Pochi si rendevano conto che i Gap erano piccoli nuclei armati, composti soltanto da militanti comunisti, clandestini nella clandestinità, capaci di vivere nell'isolamento più totale. Una solitudine in grado di mettere a dura prova la resistenza nervosa anche del più freddo terrorista.
In realtà i gappisti veri e propri, quelli professionali e in servizio permanente, erano una frazione davvero minuscola rispetto ai tanti comunisti che iniziarono a sparare quasi subito contro i fascisti.
Gli omicidi di dirigenti del nuovo Partito fascista repubblicano, di solito segretari federali, vennero preparati e compiuti da terroristi dei Gap. Ma gli altri delitti, ben più numerosi, furono il risultato di iniziative decise da singoli militanti, decine e decine di volontari, senza nessun rapporto con il vertice delle Garibaldi. Erano pronti a sparare e a uccidere, sulla base di una tacita parola d'ordine diffusa da nessuno.
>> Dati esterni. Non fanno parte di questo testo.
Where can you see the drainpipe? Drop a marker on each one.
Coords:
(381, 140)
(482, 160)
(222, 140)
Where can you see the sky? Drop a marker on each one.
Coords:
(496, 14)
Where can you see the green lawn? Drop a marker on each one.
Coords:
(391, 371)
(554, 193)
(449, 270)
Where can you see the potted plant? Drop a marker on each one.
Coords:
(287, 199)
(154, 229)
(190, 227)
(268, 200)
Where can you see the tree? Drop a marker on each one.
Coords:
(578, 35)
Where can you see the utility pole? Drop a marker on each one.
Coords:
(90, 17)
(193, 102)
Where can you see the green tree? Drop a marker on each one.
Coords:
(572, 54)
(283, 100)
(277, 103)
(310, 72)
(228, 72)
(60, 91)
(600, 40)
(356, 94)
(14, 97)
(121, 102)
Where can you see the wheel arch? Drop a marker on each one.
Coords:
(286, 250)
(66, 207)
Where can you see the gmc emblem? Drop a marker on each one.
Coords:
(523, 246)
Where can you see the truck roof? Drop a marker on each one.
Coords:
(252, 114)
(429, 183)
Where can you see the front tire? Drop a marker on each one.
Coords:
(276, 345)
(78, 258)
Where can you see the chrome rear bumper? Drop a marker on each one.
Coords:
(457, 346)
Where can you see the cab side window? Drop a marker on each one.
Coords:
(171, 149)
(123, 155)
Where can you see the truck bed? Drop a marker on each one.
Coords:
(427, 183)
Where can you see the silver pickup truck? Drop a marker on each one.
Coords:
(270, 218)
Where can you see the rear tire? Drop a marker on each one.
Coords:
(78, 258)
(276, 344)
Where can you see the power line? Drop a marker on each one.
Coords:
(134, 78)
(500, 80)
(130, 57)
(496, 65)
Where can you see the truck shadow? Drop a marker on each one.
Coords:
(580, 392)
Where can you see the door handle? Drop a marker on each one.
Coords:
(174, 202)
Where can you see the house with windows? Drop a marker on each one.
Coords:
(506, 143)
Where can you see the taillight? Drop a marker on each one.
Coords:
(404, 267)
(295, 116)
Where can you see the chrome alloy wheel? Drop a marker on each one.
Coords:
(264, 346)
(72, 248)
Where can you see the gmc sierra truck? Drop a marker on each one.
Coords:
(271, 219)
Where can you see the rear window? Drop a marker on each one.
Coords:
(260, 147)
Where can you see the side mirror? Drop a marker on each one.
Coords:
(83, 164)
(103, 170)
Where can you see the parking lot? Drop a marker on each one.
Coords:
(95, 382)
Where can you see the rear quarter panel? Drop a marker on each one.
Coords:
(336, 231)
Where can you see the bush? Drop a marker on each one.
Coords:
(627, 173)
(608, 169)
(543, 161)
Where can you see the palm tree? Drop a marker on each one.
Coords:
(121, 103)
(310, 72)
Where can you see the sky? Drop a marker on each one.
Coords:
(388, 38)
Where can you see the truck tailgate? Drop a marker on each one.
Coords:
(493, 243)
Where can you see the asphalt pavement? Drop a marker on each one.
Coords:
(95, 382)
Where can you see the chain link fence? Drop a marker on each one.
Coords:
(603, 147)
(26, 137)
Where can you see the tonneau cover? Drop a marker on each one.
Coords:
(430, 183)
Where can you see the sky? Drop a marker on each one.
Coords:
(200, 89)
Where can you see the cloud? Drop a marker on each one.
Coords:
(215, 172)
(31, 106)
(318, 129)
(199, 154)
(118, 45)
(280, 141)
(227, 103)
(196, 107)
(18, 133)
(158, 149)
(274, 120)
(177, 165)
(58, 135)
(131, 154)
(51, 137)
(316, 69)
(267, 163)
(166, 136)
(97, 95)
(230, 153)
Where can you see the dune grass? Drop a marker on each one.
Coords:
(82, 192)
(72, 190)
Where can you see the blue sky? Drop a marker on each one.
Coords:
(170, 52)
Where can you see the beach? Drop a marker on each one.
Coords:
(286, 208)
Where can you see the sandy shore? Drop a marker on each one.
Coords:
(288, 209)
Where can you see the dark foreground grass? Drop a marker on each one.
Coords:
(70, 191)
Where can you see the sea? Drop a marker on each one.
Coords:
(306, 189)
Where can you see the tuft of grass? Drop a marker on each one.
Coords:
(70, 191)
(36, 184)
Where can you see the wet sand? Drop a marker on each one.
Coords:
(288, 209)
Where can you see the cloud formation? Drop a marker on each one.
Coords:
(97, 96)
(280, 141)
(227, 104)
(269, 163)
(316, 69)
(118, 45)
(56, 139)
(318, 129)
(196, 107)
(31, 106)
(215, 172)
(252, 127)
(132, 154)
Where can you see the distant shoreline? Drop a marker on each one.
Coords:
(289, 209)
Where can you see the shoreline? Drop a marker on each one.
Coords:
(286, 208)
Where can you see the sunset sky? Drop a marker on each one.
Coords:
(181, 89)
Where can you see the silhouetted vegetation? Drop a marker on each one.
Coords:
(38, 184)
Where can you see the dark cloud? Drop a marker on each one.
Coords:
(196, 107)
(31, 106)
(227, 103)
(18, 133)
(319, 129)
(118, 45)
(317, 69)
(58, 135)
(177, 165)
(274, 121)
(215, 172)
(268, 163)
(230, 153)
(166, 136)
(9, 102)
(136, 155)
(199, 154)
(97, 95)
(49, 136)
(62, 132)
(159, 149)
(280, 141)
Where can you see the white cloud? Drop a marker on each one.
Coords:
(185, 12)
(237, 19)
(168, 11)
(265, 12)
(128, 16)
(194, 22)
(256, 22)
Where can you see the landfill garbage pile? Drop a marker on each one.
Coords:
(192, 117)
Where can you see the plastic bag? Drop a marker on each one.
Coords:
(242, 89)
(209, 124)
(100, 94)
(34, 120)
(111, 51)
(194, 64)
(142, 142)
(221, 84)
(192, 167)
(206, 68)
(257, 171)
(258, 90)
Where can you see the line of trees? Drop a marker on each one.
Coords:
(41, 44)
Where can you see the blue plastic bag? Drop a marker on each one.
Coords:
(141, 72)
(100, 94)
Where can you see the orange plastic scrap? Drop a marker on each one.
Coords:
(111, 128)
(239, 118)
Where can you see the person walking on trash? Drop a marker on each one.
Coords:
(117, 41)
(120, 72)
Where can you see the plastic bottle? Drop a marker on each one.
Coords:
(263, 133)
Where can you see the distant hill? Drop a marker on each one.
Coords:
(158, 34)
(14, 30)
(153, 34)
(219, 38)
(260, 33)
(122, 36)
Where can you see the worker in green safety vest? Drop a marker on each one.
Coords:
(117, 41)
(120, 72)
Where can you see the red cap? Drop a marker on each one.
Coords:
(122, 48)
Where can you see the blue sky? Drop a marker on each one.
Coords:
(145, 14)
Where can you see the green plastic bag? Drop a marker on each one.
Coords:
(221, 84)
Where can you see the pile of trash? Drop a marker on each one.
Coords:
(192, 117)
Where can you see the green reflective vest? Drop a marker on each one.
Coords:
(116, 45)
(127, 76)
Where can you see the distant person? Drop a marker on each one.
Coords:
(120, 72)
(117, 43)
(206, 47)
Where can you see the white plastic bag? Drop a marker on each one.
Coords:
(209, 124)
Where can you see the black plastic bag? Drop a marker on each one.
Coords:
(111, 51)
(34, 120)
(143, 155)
Ecco qualche esempio di queste azioni, di solito destinate a non entrare nella storia della guerra civile. Il 5 novembre 1943, a Imola, venne ucciso il seniore della Milizia Fernando Barani. Il 6 novembre, a Medicina, sempre in provincia di Bologna, furono accoppati quattro fascisti. Il 7 novembre, a San Godenzo (Firenze) altri quattro fascisti caddero sotto le rivoltellate di sconosciuti.In seguito Giorgio Pisanò scrisse che questo attentato era stato compiuto da un gruppo guidato dal meccanico Alessandro Sinigaglia, poi capo dei Gap fiorentini. Anche lui uno spagnolo reduce da Ventotene, perse la vita nel febbraio 1944 in una sparatoria.
Nel Reggiano, dopo la fine del Tirelli, si cercò di accoppare il commissario della nuova federazione fascista, l'avvocato Giuseppe Scolari. Era l'imbrunire del 13 novembre e l'attentato fallì. Andò a segno il terzo colpo, messo in atto il 17 dicembre. L'obiettivo era Giovanni Fagiani, cinquantenne, seniore della Milizia e già comandante della 79ª Legione. Abitava nel comune di Cavriago e stava ritornando a casa in bicicletta. Era in compagnia della figlia Vera, 19 anni, che pedalava accanto a lui. In località Prati Vecchi, il seniore venne affrontato da due ciclisti, in apparenza contadini avvolti nel tabarro per difendersi dall'umidità invernale. Gli spararono e lo uccisero. Mentre Vera si gettava sul padre, tirarono anche su di lei e la colpirono al volto. La ragazza sopravvisse, ma rimase cieca.
A Genova il gruppo di Buranello, ormai divenuto il Gap della capitale ligure, il 27 novembre 1943 cercò di intervenire in appoggio agli operai meccanici e ai tranvieri scesi in sciopero. L'agitazione era stata indetta dal Pci per adeguare il salario al carovita e ottenere l'aumento della quantità di alcuni generi alimentari tesserati. Ma l'aiuto si limitò a un paio di attentati contro i tralicci dell'alta tensione. Più pesante fu l'intervento in occasione del nuovo sciopero deciso tra il 16 e il 20 dicembre. Due fascisti vennero uccisi, forse dai Gap o da altri. Per reazione, le autorità repubblicane fucilarono due operai già in carcere perché trovati in possesso di armi mentre tentavano di sabotare dei tram. La rappresaglia, resa pubblica il 20 dicembre, fece terminare subito l'agitazione.